Indeed, we believe our technology's application extends beyond oncology to treating treatment-resistant autoimmune disorders, such as lupus and lupus nephritis, with increasing clinical proof of concept in various disorders. The field's approach of repurposing cancer CAR T-cells for autoimmune diseases seemed inadequate to us, prompting a tailored strategy. In 2023, we initiated a project to design a product specifically for autoimmune patients, leading to the development of ALLO-329. This unique product candidate, featuring both CD19 and CD70 CARs, targets both B and T cells, offering a novel approach to treating autoimmune diseases by potentially resetting the immune system with reduced or no chemotherapy preconditioning.
The collaboration with Arbor Biotechnologies provides us access to Arbor’s CRISPR-based gene editing platform, differing from the TALEN® technology used in our oncology programs. This strategic move underlines our commitment to advancing the treatment of autoimmune diseases by developing potentially groundbreaking CAR T-cell products that have the added benefit of scale to meet the demands of this market.
You recently ceased enrollment in two advanced lymphoma trials, deeming them obsolete. Why?
Our decision to deprioritize enrollment in these trials, targeting relapsed refractory LBCL, stemmed from a strategic reassessment. The patient demographic for these trials mirrored that of earlier studies, but with evolving treatment modalities and diminishing unmet needs in third-line settings, it became evident that these trials no longer aligned with our mission or market opportunities. Our focus on the ALPHA3 trial, which we are very excited about, would also serve to potentially accelerate obsolescence in later lines. This pivot reflects our adaptive strategy to ensure our research efforts and resources are directed towards areas with the highest impact and market viability.
In terms of economics, are you optimistic about the future, especially given the recent upward trend in Allogene Therapeutics' stock?
While predicting the stock market's future is challenging, the positive response from investors, analysts, and partners to our strategic decisions and plans signals a renewed interest in Allogene's scientific leadership. The enthusiasm surrounding our announcements, including the shift to the ALPHA3 trial and our foray into autoimmune disease, suggests a promising outlook. Our hope is that as we continue to execute on our trials and new opportunities, this momentum will not only sustain but also grow, reflecting our commitment to innovation in cell therapy and biotechnology.
Looking ahead, where do you see Allogene Therapeutics in five years?
We are taking an entirely new approach to development and clinical trial design that I believe creates an advantage for our investigational products.

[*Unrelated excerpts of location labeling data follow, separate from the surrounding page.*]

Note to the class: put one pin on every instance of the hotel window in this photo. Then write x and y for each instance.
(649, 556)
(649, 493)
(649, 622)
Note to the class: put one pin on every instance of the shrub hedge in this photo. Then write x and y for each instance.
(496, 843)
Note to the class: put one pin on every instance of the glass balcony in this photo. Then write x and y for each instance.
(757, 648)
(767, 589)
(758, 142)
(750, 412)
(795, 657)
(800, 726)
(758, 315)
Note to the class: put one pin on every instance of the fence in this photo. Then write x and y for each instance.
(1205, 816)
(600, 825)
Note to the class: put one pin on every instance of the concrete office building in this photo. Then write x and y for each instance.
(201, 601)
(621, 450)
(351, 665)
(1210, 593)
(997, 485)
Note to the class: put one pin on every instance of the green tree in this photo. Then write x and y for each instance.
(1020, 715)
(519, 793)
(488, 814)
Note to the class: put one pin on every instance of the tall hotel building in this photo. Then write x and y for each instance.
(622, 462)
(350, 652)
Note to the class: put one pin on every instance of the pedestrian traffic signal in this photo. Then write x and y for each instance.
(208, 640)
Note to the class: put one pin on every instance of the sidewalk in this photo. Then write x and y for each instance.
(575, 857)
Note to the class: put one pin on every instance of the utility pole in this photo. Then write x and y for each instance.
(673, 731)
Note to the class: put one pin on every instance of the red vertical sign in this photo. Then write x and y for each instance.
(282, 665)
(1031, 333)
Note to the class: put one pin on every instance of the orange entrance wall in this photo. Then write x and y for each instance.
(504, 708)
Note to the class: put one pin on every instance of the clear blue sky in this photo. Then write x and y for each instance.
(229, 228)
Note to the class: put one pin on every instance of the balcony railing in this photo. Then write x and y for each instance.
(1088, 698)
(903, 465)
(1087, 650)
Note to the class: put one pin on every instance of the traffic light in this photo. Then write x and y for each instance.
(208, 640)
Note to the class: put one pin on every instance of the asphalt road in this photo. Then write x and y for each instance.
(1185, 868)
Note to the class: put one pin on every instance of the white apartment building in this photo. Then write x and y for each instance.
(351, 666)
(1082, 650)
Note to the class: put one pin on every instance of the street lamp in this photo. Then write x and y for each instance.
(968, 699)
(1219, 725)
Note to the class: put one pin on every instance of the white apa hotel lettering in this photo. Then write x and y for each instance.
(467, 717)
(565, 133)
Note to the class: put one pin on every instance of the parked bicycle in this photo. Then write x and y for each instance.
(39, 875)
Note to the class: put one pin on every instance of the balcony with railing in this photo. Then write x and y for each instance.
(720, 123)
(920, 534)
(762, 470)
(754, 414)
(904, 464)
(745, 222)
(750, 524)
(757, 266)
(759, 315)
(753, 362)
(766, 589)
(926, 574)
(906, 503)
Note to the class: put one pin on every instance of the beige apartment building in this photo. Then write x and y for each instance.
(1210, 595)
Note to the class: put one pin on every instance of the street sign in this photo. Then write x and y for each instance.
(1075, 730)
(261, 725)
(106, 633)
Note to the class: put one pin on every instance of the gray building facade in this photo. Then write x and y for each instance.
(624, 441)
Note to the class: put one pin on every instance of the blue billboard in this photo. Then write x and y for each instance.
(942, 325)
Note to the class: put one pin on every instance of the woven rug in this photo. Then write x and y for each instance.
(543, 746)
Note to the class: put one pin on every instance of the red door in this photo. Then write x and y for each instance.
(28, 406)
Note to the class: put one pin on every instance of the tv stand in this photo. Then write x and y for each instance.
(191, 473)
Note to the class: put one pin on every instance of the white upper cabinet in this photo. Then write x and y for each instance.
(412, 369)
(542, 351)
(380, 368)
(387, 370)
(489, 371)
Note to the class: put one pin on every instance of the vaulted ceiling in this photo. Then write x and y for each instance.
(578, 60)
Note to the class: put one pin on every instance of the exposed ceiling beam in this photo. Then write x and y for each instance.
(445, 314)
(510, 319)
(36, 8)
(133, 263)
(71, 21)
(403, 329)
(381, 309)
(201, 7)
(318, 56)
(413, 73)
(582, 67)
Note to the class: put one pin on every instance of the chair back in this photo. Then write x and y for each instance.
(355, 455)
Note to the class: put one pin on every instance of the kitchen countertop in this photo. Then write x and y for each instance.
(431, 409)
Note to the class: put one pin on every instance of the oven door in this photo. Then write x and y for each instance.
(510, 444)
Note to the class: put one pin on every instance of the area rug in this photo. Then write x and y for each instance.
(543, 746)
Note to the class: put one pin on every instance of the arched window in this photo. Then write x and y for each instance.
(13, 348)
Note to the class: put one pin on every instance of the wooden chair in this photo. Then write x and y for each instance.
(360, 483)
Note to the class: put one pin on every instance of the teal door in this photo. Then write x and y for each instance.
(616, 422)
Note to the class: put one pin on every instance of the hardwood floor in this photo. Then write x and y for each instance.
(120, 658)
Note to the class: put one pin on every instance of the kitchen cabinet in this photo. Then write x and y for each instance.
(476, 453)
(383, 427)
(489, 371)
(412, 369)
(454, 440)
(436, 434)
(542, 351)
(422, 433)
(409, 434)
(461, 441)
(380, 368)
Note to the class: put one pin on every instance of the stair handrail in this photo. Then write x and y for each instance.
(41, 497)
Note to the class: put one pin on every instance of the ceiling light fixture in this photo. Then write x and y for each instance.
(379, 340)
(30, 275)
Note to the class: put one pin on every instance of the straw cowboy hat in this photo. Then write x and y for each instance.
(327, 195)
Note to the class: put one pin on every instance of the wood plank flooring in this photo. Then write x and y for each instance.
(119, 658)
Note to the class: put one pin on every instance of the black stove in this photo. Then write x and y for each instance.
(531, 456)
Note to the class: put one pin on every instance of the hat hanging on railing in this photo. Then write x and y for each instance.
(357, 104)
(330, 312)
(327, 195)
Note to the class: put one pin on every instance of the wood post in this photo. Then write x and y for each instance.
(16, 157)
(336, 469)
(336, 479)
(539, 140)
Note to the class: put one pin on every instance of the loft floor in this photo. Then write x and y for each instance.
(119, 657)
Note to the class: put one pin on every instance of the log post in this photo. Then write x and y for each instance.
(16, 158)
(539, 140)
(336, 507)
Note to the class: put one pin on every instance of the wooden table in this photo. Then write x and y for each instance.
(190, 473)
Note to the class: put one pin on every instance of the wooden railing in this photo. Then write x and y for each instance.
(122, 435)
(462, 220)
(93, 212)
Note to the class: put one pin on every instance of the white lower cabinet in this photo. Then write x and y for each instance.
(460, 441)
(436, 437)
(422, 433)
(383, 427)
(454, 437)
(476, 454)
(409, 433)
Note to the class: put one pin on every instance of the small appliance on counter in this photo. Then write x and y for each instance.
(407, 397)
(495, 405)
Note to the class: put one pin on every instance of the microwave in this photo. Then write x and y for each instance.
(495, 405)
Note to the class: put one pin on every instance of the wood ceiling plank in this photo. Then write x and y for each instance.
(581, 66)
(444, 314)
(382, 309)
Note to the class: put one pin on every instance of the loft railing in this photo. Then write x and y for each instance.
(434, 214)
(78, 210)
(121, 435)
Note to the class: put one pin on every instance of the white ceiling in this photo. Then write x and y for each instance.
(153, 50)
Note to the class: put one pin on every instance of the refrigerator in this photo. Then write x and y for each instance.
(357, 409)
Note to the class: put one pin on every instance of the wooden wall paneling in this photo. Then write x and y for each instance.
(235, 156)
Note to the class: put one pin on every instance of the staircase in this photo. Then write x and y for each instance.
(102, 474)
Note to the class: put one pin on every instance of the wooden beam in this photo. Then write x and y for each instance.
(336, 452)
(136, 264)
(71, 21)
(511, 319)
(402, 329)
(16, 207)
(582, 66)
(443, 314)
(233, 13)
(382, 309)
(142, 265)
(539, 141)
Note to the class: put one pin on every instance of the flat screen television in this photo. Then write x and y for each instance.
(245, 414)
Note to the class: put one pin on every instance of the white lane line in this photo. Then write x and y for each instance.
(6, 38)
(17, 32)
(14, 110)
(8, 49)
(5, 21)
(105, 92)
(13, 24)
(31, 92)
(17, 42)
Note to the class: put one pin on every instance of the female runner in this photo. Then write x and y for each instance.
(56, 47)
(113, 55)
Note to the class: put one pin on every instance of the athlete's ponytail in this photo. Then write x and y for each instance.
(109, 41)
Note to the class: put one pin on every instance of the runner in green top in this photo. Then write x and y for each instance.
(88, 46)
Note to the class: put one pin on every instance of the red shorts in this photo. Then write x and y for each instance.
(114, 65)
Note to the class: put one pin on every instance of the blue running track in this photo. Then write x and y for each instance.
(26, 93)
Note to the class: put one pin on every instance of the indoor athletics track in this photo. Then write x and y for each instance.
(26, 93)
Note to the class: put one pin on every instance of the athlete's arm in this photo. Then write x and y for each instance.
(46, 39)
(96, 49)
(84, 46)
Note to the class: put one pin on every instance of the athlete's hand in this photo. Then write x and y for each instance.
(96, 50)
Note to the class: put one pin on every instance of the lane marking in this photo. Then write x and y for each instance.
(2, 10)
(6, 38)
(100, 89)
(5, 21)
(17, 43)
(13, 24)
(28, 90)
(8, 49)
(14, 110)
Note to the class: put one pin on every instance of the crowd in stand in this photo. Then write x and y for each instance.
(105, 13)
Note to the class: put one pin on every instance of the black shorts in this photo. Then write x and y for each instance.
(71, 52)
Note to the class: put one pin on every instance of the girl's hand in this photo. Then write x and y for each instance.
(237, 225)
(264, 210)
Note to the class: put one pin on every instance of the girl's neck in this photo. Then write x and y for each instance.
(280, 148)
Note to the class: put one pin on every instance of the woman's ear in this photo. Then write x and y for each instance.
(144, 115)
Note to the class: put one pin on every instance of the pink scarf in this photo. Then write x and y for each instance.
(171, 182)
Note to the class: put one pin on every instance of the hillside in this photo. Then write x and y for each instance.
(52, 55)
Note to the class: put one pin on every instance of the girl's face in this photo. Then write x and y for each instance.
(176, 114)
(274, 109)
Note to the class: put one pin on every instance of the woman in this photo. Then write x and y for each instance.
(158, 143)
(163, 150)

In five years, I see Allogene Therapeutics having secured FDA approval for several of our products in both oncology and autoimmune disease treatment realms. The current slate of initiatives underscores our position at the forefront of cell therapy and biotech innovation and our drive to make CAR T accessible for all eligible patients. Success in any of these endeavors could transform the lives of thousands, potentially tens of thousands, by offering new, lifesaving treatments. As we discuss our progress in the future, I anticipate not only celebrating these achievements but also looking forward to the next wave of scientific breakthroughs and treatments that continue to improve patient outcomes.